Charlize Theron, Martini & Rossi, and Dior
The rise to public recognition and prominence of many Hollywood stars started early in their acting careers by highly impressionable appearances in popular commercials.
Charlize’s 1996 appearance in a Martini & Rossi commercial was certainly attention grabbing.
1. Martini & Rossi, Mogul
Advertising Agency: McCann-Erickson
Martini & Rossi Bianco’s ‘Mogul’ commercial, and Cannes Gold Lion winner, was directed by Moshe Branka, and filmed on location in Portofino, Italy.
Charlize Theron’s rather ‘cheeky’ film role resulted in Martini & Rossi enjoying an unprecedented global boost in sales to male drinkers at the time.
Harper’s Bazaar, October, 2018
Interviewed by the the fashion magazine’s Becki Murray, Charlize Theron spoke about her long association with The House of Dior.
“Any time I work with Dior, there is always a conversation happening about diversity and the perception of women and I’m lucky to get to work with a brand that is as interested in those questions as I am.”
She likes to think, she revealed, that’s she’s triggered these questions on beauty and diversity, not only in the most recent film for Dior J’adore, but since her first campaign appearance for the brand in 2004.
In her 2014 Dior J’adore commercial for example, she climbs up a long hanging trail of gold silk that takes her through the domed ceiling of the Palace of Versailles to emerge in a futuristic cityscape.
The stylish visual metaphor for leaving the encumbrance of the past behind to freely embrace the future, aptly underscores the commercial’s message. “The past is no place to live and now is the time. The only way out is up and it’s not heaven. It’s a new world.”
Style over Substance
The luxury fashion genre is usually about highly romanticised fantasies, exquisitely styled and sensual imagery of glamorous sophistication, rather than contemplative substance.
Traditionally this has proven to be a highly successful formula and to a large degree still is. But women globally are increasingly challenging clichéd notions of feminine sensuality and desires.
Earning sustained consumer brand loyalty in the fashion industry going forward will require more motivational substance for emotively positive responses.
The following featured Dior J’adore commercials are their most successful brand preference scoring commercials to date.
The fact that the two commercials offer more substantive viewing with visual narratives that convey a message, very likely accounts for their high scores.
2. Dior J’adore, Absolu
Advertising Agency: Dior Network, USA
Directed by Romain Gavras, the commercial introduces a new Dior J’adore fragrance creation by in-house perfumer Francios Demachy. The base ingredient of his highly successful ‘Absolu’ composition consists of Jasmine nectar from Grasse in France.

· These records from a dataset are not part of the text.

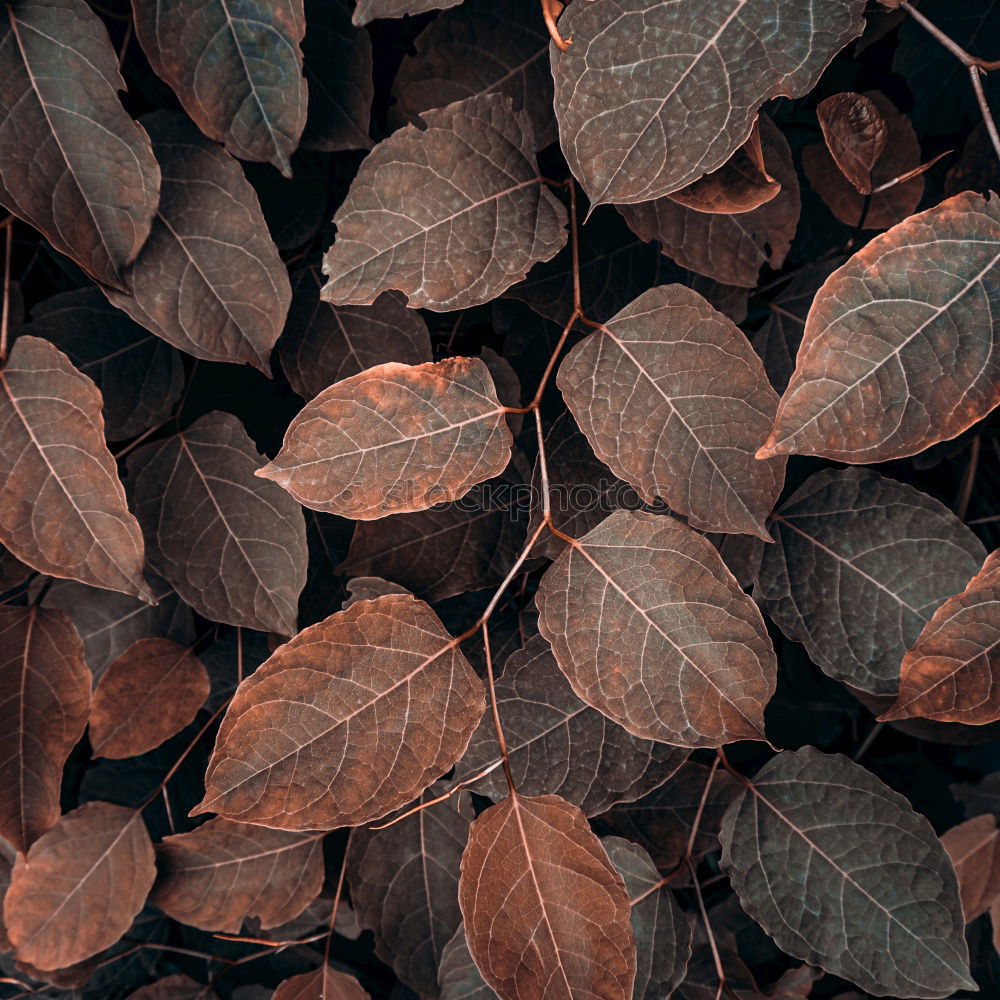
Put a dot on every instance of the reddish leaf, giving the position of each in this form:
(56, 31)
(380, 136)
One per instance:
(384, 668)
(223, 872)
(673, 398)
(62, 506)
(209, 280)
(482, 219)
(900, 348)
(952, 672)
(79, 887)
(80, 171)
(45, 698)
(652, 630)
(149, 693)
(395, 439)
(254, 97)
(546, 915)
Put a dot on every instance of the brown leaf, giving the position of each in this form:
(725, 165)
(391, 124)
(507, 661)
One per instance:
(365, 709)
(81, 172)
(223, 872)
(233, 546)
(78, 888)
(149, 693)
(209, 280)
(652, 630)
(546, 914)
(673, 398)
(855, 134)
(900, 347)
(254, 98)
(45, 698)
(729, 248)
(323, 344)
(952, 672)
(395, 439)
(62, 506)
(482, 218)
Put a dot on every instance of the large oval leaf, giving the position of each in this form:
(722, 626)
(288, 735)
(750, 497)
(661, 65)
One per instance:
(652, 629)
(651, 97)
(362, 712)
(673, 398)
(62, 506)
(44, 701)
(546, 914)
(72, 162)
(233, 546)
(209, 280)
(859, 566)
(395, 439)
(901, 345)
(236, 67)
(805, 848)
(482, 219)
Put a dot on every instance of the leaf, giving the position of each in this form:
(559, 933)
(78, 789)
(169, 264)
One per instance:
(560, 746)
(545, 912)
(404, 887)
(482, 47)
(72, 162)
(482, 218)
(235, 67)
(209, 279)
(855, 134)
(900, 347)
(323, 344)
(729, 248)
(79, 887)
(140, 377)
(233, 546)
(672, 397)
(338, 72)
(804, 849)
(223, 872)
(44, 701)
(62, 506)
(652, 630)
(395, 439)
(974, 849)
(650, 98)
(952, 672)
(859, 565)
(384, 668)
(149, 693)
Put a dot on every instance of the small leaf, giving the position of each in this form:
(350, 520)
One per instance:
(209, 280)
(386, 669)
(78, 889)
(62, 506)
(236, 69)
(233, 546)
(952, 672)
(482, 218)
(545, 912)
(223, 872)
(651, 629)
(395, 439)
(149, 693)
(859, 565)
(900, 348)
(804, 847)
(72, 162)
(672, 397)
(44, 701)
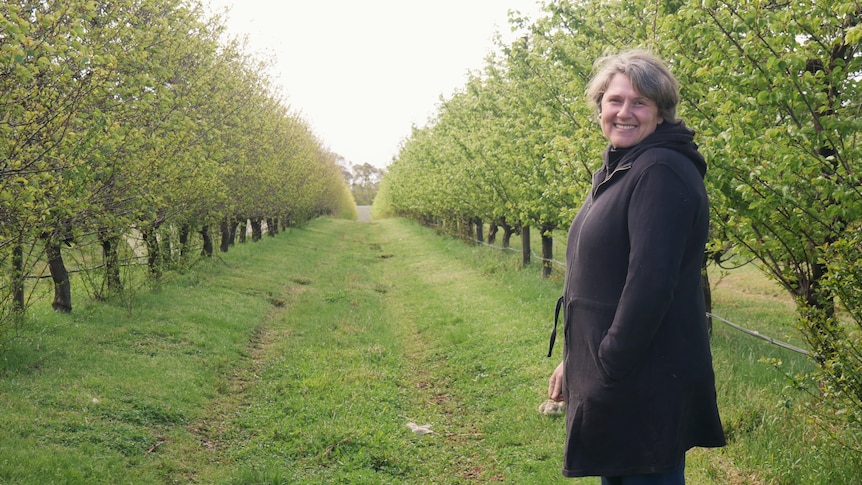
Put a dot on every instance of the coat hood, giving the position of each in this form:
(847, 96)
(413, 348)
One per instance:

The ‘Turkish Bath’ is the name of a painting at the Louvre in Paris by Jean-Auguste-Dominique Ingres that provided the visual inspiration for the commercial. The painting depicts a group of naked women sensually enjoying the comfort of each other’s relaxed company.

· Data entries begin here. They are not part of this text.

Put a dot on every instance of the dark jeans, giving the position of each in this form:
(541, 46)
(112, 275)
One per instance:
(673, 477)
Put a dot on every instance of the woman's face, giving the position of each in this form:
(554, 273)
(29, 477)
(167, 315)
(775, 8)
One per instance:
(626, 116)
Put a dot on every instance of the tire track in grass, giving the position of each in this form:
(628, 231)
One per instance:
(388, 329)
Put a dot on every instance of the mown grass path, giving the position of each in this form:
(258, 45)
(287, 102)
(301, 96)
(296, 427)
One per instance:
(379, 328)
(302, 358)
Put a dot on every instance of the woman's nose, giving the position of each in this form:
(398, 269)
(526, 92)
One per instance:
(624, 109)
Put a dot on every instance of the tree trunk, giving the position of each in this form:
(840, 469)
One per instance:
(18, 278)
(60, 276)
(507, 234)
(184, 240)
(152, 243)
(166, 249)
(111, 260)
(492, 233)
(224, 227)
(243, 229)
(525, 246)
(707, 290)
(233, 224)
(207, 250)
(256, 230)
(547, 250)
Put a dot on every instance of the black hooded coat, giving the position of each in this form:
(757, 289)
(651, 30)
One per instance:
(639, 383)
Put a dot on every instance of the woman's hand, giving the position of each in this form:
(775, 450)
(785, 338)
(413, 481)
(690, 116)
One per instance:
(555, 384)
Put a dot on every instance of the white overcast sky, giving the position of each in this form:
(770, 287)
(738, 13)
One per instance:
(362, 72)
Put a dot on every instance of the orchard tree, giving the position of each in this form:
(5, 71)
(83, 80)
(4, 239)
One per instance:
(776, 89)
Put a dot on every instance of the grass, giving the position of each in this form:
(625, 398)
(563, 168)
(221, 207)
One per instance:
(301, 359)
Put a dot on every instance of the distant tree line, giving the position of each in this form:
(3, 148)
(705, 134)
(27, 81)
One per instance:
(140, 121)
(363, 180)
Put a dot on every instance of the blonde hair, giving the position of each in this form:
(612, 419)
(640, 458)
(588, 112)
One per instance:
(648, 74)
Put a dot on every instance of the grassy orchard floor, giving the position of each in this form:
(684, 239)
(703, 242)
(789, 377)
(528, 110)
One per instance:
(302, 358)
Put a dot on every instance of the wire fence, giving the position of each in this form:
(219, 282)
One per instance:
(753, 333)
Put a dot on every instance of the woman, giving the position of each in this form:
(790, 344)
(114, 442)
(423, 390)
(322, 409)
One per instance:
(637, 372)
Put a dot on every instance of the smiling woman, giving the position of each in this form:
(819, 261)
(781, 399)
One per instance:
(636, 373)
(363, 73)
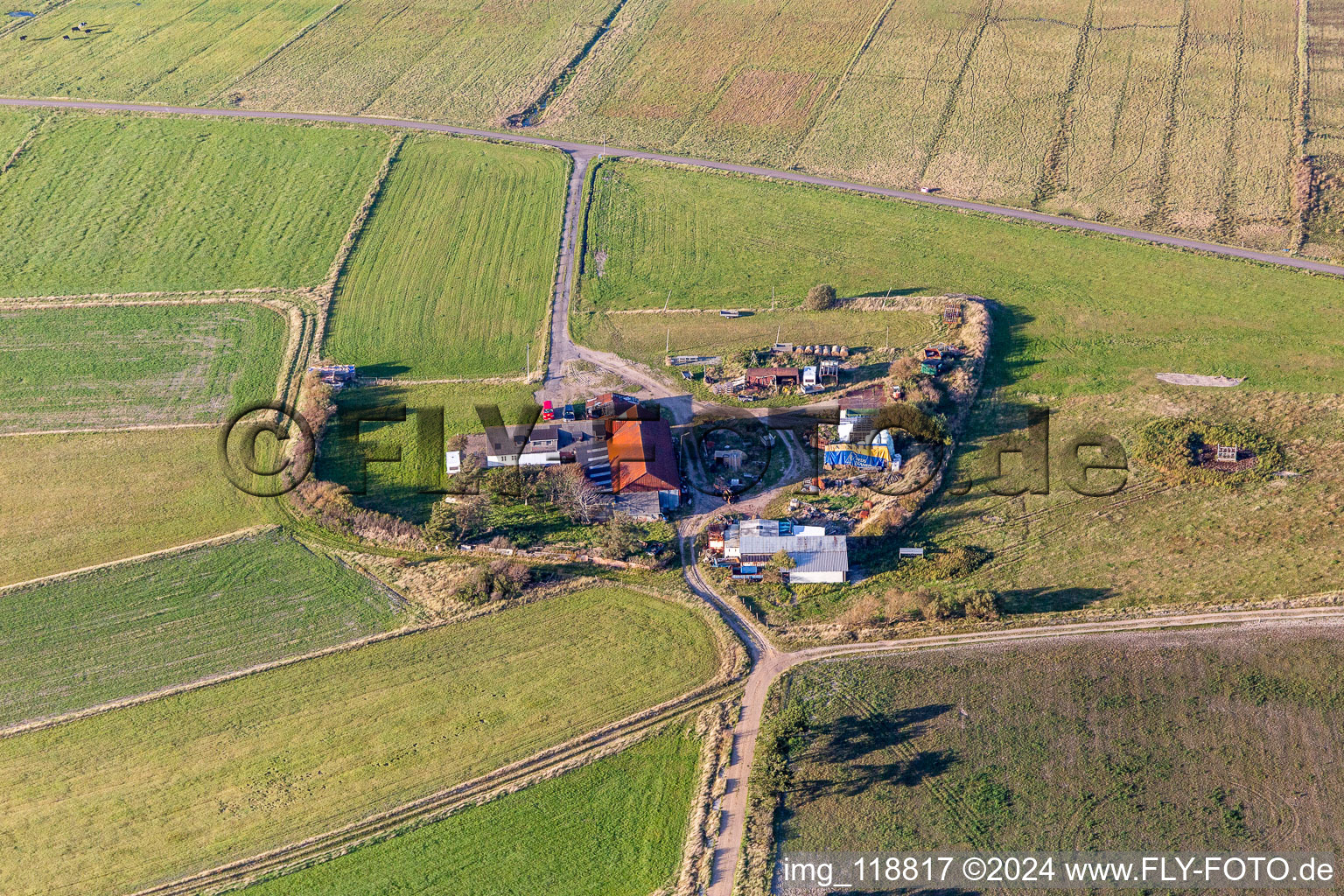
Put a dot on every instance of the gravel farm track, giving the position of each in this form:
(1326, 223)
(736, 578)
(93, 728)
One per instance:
(767, 662)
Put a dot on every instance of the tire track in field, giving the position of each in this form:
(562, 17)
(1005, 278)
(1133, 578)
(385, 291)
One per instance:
(1051, 178)
(840, 83)
(1156, 215)
(1228, 185)
(949, 108)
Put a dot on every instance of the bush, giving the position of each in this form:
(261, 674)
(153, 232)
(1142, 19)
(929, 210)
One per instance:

The background music features ‘Flashing Lights’ by Kanye West and the beautiful glass J’adore Absolu container pictured prominently in the commercial, was designed by French artist Jean-Michel Othoniel, and handmade on the Venetian Island of Murano in Italy.
3. Dior J’adore Absolu, The Message
Charlize Theron: “There is something about the essence of what we did here that felt very unified and felt like a real come together of femininity and women kind of standing together and being very powerful”.
4. Dior J’adore Absolu, The Couture
Christian Dior Haute Couture Ateliers: Italian Dress Designer, Maria Grazia Chiuri.
5. Dior J’adore, The Future Is Gold
Advertising Agency: TBWA Worldwide
Directed by filmmaker Jean-Baptiste Mondino, the commercial features Woodkid’s ‘I Love You’ as the musical soundtrack.
Charlize Theron’s elegant entrance in the ‘Hall Of Mirrors’ of the Versailles Palace, and her magical exit through the domed ceiling, as previously described, motivated over 10 million views on YouTube within a couple of weeks after its TV and Cinema debut.